In our October monthly meeting, James Munday, group member and PhD student at LSHTM, presented his current research on vaccine inequity. Details of his talk are given below.
Why do some sub-populations have higher hospitalisation rates for infectious disease than others and does vaccination impact these inequalities?
There are multiple factors that contribute to inequalities in reported health outcomes between socio-economic, cultural and ethnic sub-groups in the UK. These factors can be defined as:
Dynamic factors: differences which effect the transmission of the infection e.g. social contact behaviours, susceptibility and population structure, and
Static factors: differences in how likely an infected individual is to result in hospitalisation e.g. severity of symptoms, risk factors for complications and reporting biases.
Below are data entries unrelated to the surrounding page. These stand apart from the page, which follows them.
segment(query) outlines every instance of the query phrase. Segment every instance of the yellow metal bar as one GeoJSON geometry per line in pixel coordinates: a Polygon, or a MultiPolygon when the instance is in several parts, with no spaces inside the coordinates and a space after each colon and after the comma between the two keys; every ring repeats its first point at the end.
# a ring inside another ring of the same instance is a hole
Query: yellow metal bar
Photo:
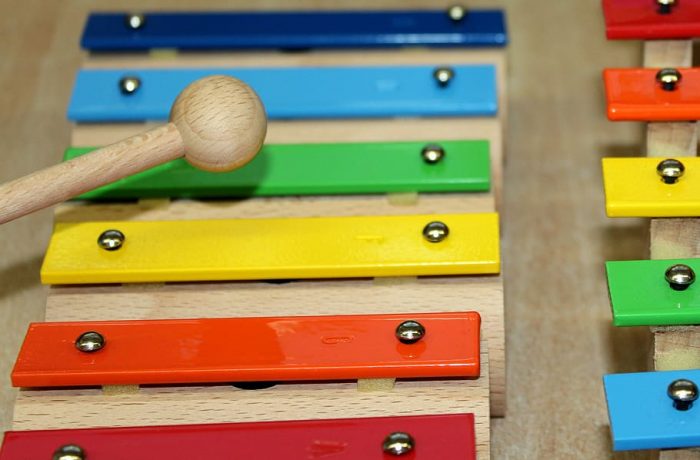
{"type": "Polygon", "coordinates": [[[685,166],[675,184],[656,172],[663,158],[605,158],[603,182],[609,217],[700,216],[700,158],[678,158],[685,166]]]}
{"type": "Polygon", "coordinates": [[[499,272],[497,214],[57,224],[47,284],[468,275],[499,272]],[[426,224],[448,236],[429,242],[426,224]],[[102,249],[106,230],[125,236],[102,249]]]}

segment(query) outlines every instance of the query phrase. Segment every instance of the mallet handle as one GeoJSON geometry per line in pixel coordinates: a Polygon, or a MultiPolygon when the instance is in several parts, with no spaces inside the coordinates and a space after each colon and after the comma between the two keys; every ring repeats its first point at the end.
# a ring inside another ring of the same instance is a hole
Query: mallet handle
{"type": "Polygon", "coordinates": [[[185,154],[174,124],[37,171],[0,186],[0,224],[185,154]]]}

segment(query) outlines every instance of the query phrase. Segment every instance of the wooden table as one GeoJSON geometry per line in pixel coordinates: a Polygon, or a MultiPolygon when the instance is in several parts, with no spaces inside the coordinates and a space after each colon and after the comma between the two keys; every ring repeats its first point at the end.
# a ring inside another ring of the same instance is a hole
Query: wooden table
{"type": "MultiPolygon", "coordinates": [[[[441,2],[443,3],[443,2],[441,2]]],[[[445,4],[447,2],[444,2],[445,4]]],[[[249,8],[376,7],[377,2],[241,0],[249,8]]],[[[431,6],[385,0],[383,7],[431,6]]],[[[637,42],[607,42],[597,1],[472,0],[505,7],[509,55],[504,180],[508,416],[493,422],[496,459],[646,458],[611,454],[601,376],[647,368],[645,328],[614,329],[603,262],[645,258],[648,224],[604,213],[600,158],[639,155],[643,126],[605,119],[601,70],[636,66],[637,42]]],[[[86,14],[101,9],[227,8],[227,1],[23,0],[0,17],[0,181],[60,160],[65,108],[86,14]],[[95,6],[96,3],[99,5],[95,6]]],[[[41,320],[44,211],[0,227],[0,427],[9,372],[29,321],[41,320]]]]}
Importantly, the relative influence of dynamic and static factors causing disparities can have a significant impact on the relative behaviour of vaccination in these groups. Due to the herd effects of vaccination groups with lower transmission tend to benefit more from the same level of vaccination than groups with higher transmission potential.
As a result in scenarios where inequalities are caused by dynamic factors, when vaccination is applied but transmission of the infection is not completely interrupted (the critical vaccination threshold), the intervention will most likely increase the inequalities in the burden of disease. In the case where inequalities are present as a result of only static factors, there will be no distributional effect on infection until the critical vaccination threshold is met, when by necessity equality is reached. If these groups are i.e. transmission is also allowed between the groups to some extent, the level of inequality resulting from these dynamic factors is also dependent on the level of integration between the groups, with a higher level of integration (more mixing between populations) resulting in a reduction in the relative increase in inequality.
An understanding of the dynamics of disease inequalities is important when studying the distributional effects of various vaccination programs and concerning assessment of the efficiency-equity trade-off of various interventions.